This is it, the start of the competition that unites the footballing world in ridicule towards Paris Saint-Germain. Jamie Carragher laughed on live TV when they were knocked out of last season's competition. Marca dubbed Bayern Munich simply "too good" for PSG. L’Equipe, PSG’s most controversially ardent press outlet, said "defeat is a culture"at the club.
So begins another chance to pre-write those headlines, practice the chuckles, and prepare the thought pieces. This season, though, there is something vaguely interesting brewing in Paris. PSG are not entirely run by superstars or massive media interests anymore - there's a shred of independence here, now. Their manager is notorious for being, well, a bit mean. They made 10 signings this summer, three were free agents, and all but one were under 27. This is a massive departure from the status quo.

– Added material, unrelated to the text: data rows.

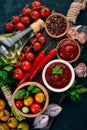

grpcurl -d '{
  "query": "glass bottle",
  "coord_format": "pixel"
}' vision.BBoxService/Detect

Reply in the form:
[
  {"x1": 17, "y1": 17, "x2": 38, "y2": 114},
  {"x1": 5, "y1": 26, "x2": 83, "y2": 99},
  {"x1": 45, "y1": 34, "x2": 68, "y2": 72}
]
[{"x1": 0, "y1": 19, "x2": 45, "y2": 63}]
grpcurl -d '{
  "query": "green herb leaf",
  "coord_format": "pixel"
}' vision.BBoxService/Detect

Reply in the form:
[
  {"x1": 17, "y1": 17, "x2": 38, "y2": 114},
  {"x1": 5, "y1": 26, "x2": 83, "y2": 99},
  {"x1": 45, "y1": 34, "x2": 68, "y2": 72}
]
[
  {"x1": 3, "y1": 66, "x2": 13, "y2": 71},
  {"x1": 64, "y1": 80, "x2": 87, "y2": 102},
  {"x1": 52, "y1": 65, "x2": 63, "y2": 74},
  {"x1": 15, "y1": 89, "x2": 26, "y2": 99}
]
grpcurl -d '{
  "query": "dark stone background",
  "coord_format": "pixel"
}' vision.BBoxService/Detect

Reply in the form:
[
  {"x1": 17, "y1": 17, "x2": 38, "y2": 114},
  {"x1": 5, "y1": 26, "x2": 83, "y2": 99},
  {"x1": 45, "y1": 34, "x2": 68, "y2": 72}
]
[{"x1": 0, "y1": 0, "x2": 87, "y2": 130}]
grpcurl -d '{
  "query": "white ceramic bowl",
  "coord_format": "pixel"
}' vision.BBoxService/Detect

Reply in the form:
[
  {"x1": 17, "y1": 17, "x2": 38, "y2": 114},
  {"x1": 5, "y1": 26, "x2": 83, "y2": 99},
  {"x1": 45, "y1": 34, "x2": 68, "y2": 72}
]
[{"x1": 42, "y1": 59, "x2": 75, "y2": 92}]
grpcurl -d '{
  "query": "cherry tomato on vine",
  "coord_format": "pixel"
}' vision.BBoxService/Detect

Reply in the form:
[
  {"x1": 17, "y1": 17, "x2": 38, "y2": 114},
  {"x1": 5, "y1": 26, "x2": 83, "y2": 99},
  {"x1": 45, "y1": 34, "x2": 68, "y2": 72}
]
[
  {"x1": 22, "y1": 7, "x2": 31, "y2": 16},
  {"x1": 31, "y1": 0, "x2": 42, "y2": 10},
  {"x1": 39, "y1": 36, "x2": 46, "y2": 44},
  {"x1": 16, "y1": 22, "x2": 25, "y2": 31},
  {"x1": 30, "y1": 37, "x2": 37, "y2": 45},
  {"x1": 21, "y1": 61, "x2": 31, "y2": 71},
  {"x1": 15, "y1": 61, "x2": 21, "y2": 68},
  {"x1": 23, "y1": 46, "x2": 31, "y2": 53},
  {"x1": 18, "y1": 52, "x2": 25, "y2": 61},
  {"x1": 25, "y1": 52, "x2": 35, "y2": 62},
  {"x1": 12, "y1": 15, "x2": 21, "y2": 24},
  {"x1": 5, "y1": 22, "x2": 14, "y2": 31},
  {"x1": 13, "y1": 68, "x2": 24, "y2": 79},
  {"x1": 36, "y1": 32, "x2": 43, "y2": 39},
  {"x1": 40, "y1": 7, "x2": 51, "y2": 18},
  {"x1": 15, "y1": 99, "x2": 23, "y2": 108},
  {"x1": 30, "y1": 10, "x2": 40, "y2": 20},
  {"x1": 30, "y1": 103, "x2": 41, "y2": 114},
  {"x1": 35, "y1": 92, "x2": 45, "y2": 103},
  {"x1": 21, "y1": 16, "x2": 31, "y2": 25},
  {"x1": 33, "y1": 41, "x2": 42, "y2": 51}
]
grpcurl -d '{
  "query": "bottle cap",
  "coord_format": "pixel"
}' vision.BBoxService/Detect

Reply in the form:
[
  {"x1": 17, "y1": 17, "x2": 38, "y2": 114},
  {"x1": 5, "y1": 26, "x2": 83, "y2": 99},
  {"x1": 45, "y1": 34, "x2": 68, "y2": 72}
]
[{"x1": 30, "y1": 19, "x2": 45, "y2": 34}]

As with any year - with this iteration of immensely talented players - PSG should do enough to win Ligue 1. They tried everything to lose it last season, but the form of Kylian Mbappe, now friends with the hierarchy again, rescued them.
But the Champions League is the real test. It is perhaps the curse of playing in a comparably less competitive league that success shall be judged from elsewhere. PSG have no real challengers at home; eyes must turn abroad instead. And so they will again, with a retooled squad hoping to go where — or, more accurately, further than — any PSG side has been before.